Intervista a Giulia Pratelli:

 Qual è il primo ricordo della tua vita legato alla musica che ti viene in mente?

 I ricordi lontani sono tanti e tutti preziosi, mi viene a mente quando da piccola cantavo usando la spazzola fingendo che fosse un microfono o quando ascoltavo la musica in macchina con i miei genitori durante i nostri viaggi.

– Quando hai capito che la musica avrebbe occupato una parte importante della tua vita?

In un certo senso l’ho sempre saputo, anche semplicemente come ascoltatrice.
Sicuramente, però, un momento importante è stato quello in cui ho capito che potevo scrivere canzoni e che sarebbe stato un modo importantissimo per esprimermi, raccontarmi e comunicare con gli altri.

– In alternativa che cosa avresti voluto fare?

Tante cose! Oltre ad essere una cantautrice sono un’insegnante, mi sarebbe piaciuto fare la PM o la ricercatrice universitaria.

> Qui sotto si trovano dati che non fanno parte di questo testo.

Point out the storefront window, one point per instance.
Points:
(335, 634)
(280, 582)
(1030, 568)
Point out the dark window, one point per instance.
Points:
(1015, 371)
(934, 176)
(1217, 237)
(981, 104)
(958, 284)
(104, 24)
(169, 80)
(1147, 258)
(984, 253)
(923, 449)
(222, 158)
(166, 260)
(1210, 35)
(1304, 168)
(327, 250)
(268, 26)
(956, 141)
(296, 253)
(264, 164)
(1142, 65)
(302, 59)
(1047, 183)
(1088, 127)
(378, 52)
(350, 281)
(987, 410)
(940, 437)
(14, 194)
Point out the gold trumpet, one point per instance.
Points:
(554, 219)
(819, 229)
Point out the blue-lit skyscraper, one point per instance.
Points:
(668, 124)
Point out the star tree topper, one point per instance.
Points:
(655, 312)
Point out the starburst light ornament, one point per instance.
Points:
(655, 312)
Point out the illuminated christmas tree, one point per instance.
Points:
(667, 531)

 Ci sono stati dei momenti in cui avresti voluto mollare tutto e cambiare direzione?

Ci sono e ci sono stati tanti momenti complicati ma non ho mai pensato veramente a lasciare tutto.

– Cosa vuol dire studiare seriamente musica con l’obiettivo di diventare un professionista?

Una ricetta precisa probabilmente non c’è ma credo che, come tutti gli ambiti di studio, anche la musica abbia bisogno di serietà, costanza e curiosità.

– Come è nato il tuo nuovo singolo?

“Tutti i santi” è stato il mio modo per raccontare un dolore grande, provando a trasformarlo in qualcosa di diverso e di più “luminoso”.

Progetti per il futuro a breve e lungo termine?

Ci sono molte cose in cantiere, sicuramente sto pensando ad un nuovo album più esteso del piccolo EP uscito pochi giorni fa ma nel frattempo sta per partire uno spettacolo teatrale nel quale mi occuperò della colonna sonora dal vivo.